Usahanya membuahkan hasil, kini 300 KK sudah punya kesadaran memilah sampah. Proses selanjutnya adalah pencacahan sampah dengan menggunakan mesin sederhana. Kendala muncul ketika timbulnya gas metan dari sampah organic seberat 800 kg per hari yang mengganggu kesehatan operator. Proses composting manual perlu waktu 2 hingga 3 bulan, baru bisa “panen” kompos. Perlu solusi karena akan terjadi penimbunan sampah setiap hari semakin banyak.
Tahun 2018 Titin dan timnya bertemu dengan cara bagaimana belajar berbudidaya maggot, yang ternyata bisa menyerap sampah organic hampir 100 persen. Inilah solusi yang tepat sampah organic menjadi pakan maggot. Pada umur 13 -18 hari larva membutuhkan makan 25 – 500 mg sampah organic per hari
“Budidaya maggot organic (lalat Black Soldier Fly), mengurangi sampah organic hingga 100 persen, secara keseluruhan volume sampah berkurang 70 persen. Tahun 2019 berkolaborasi dengan lebih banyak warga. Kelebihan maggot, bukan vector penyakit, memiliki antibiotic, hanya makan bahan organic mati, bukan organisme pathogen ataupun parasite,” kata Titin.

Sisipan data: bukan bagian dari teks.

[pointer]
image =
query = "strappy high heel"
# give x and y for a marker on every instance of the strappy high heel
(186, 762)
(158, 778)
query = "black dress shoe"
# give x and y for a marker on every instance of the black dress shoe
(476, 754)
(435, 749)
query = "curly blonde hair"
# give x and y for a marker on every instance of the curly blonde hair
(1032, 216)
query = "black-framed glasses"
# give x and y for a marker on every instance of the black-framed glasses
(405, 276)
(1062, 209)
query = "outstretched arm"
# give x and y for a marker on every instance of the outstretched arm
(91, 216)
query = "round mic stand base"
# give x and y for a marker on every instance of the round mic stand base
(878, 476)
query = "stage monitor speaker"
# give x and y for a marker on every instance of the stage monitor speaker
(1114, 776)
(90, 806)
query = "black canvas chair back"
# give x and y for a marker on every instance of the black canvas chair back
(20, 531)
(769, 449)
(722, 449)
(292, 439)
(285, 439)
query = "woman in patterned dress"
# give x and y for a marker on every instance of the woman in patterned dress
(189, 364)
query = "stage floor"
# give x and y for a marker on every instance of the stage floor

Setelah banyak mempunyai stok maggot, maggot segar, kasgot, dan telur maggot, maka Titin dan timnya melanjutkan siklus pengolahan sampah organic berkolaborasi dengan warga lainnya. Mereka pun mulai berbudidaya lele, aquaponic, tanam sayuran, beternak, dan sebagainya. Kini mereka punya 40 kolam ikan lele, 200 ekor ayam kampung organic, 3000 ekor burung puyuh, 1500 lubang tanam hidroponik, dan 400 meter persegi tanaman sayur organic.
“Lingkungan pun menjadi lebih bersih karena sampah teratasi. Beternak ayam, puyuh dan lele menjadi sumber protein yang mudah dan murah untuk mengatasi stunting. Sekarang TPS3R telah bertransformasi menjadi Zero Waste Integrated Urban Farming, atau Pertanian Perkotaan Terintegrasi Berbasis Bebas Sampah,” kata Titin.
Transformasi ini membawa berkah tersendiri, yaitu membuka lapangan kerja, tempat wisata edukasi, pusat pembelajaran pengelolaan sampah rumah tangga terintegrasi, pemberdayaan masyarakat (remaja, wanita, bapak bapak), percontohan di Kota Bogor, dan tempat magang dan penelitian.